Marmara Zindanlarla Dayanışma İnisiyatifi, tecrite dikkat çekmek amacıyla Kanarya ilçe temsilciliğinde halk toplantısı düzenledi. Yapılan halk toplantısına Halkların Demokratik Partisi (HDP) İstanbul Milletvekili Züleyha Gülüm, TJA aktivistleri, Barış Anneleri Meclisi, Küçük Çekmece, Bağcılar, Bahçelievler, Güngören, Avcılar, Başakşehir ve Bakırköy ilçe örgütleri ve çok sayıda yurttaş katıldı. Toplantı demokrasi mücadelesinde yaşamını yitirenler anısına yapılan saygı duruşuyla başladı.

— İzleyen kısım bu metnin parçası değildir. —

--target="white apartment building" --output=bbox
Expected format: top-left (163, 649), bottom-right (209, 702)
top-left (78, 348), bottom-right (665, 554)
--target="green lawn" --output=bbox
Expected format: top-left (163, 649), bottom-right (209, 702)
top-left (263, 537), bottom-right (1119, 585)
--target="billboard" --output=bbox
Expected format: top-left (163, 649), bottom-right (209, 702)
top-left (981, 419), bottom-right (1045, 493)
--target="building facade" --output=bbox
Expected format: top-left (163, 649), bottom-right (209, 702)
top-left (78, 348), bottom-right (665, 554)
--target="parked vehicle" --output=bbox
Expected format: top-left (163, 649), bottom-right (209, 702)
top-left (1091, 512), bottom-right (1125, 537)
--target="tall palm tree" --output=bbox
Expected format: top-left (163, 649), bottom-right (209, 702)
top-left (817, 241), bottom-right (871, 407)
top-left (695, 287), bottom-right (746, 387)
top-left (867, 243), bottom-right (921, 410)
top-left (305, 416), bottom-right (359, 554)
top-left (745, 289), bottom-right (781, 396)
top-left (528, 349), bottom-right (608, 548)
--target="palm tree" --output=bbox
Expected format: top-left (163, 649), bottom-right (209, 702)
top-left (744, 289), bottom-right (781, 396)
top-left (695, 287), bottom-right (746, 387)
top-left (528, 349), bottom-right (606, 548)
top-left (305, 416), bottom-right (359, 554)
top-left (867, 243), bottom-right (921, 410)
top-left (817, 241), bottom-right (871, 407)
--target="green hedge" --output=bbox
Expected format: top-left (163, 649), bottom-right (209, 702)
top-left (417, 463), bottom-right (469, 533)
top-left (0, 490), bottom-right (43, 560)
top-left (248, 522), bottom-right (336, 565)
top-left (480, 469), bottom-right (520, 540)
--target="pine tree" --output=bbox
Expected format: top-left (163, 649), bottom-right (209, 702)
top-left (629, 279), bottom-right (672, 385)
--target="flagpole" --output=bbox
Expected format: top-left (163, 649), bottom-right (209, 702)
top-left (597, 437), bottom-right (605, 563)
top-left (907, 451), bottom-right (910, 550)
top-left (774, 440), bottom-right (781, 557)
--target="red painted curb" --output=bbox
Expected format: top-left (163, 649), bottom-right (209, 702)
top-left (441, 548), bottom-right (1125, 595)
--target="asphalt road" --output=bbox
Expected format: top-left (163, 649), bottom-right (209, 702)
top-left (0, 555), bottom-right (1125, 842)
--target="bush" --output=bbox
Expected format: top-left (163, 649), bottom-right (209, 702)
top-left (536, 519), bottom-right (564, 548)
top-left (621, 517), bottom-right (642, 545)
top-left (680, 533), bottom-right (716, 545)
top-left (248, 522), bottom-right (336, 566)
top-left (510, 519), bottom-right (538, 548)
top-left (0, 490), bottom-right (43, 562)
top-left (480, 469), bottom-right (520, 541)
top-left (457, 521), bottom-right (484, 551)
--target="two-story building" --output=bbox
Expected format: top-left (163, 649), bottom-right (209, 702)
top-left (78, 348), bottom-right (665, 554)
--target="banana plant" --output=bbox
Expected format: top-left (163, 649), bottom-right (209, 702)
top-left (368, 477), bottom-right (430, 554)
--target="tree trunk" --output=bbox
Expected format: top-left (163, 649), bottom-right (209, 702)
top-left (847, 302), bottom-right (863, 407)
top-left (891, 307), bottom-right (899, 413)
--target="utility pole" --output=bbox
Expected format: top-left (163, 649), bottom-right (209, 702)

‘Ülkeye verebilecekleri hiçbir şey kalmadı’
Konuşma yapan Züleyha tüm ülkenin tecrit altında olduğunu söyleyerek Türkiye toplumuna Kürt sorunuyla ülkedeki faşizmin nasıl bağlantılı olduğunu anlatmanın sorumlulukları olduğunu belirtti. Züleyha "Erdoğan domates, patlıcan fiyatları sorulduğunda 'Merminin fiyatından haber ver' demişti. Bu ülkenin ekonomisinden, yoksulluktan bahsedenlerin sesini kesmek için hemen savaşı bahane ediyor. Bu ülkede önemli olanın silah olduğu söylüyor. İktidar savaş politikalarıyla ülkedeki herkesin sesinin çıkmasının önüne geçmeye çalışıyor. Bir beka sorunu var ama bu Türkiye halklarının değil AKP-MHP iktidarının kendi beka sorunudur. Çünkü bu ülkeye verebilecekleri hiçbir şey yok. Bu ülkenin halkının yararına yapabilecekleri bir şey kalmadı. Ortadoğu’da sıkıştılar. Dünyada sıkıştılar. O yüzden bu ülke için söyleyebilecekleri tek şey savaş” diye konuştu.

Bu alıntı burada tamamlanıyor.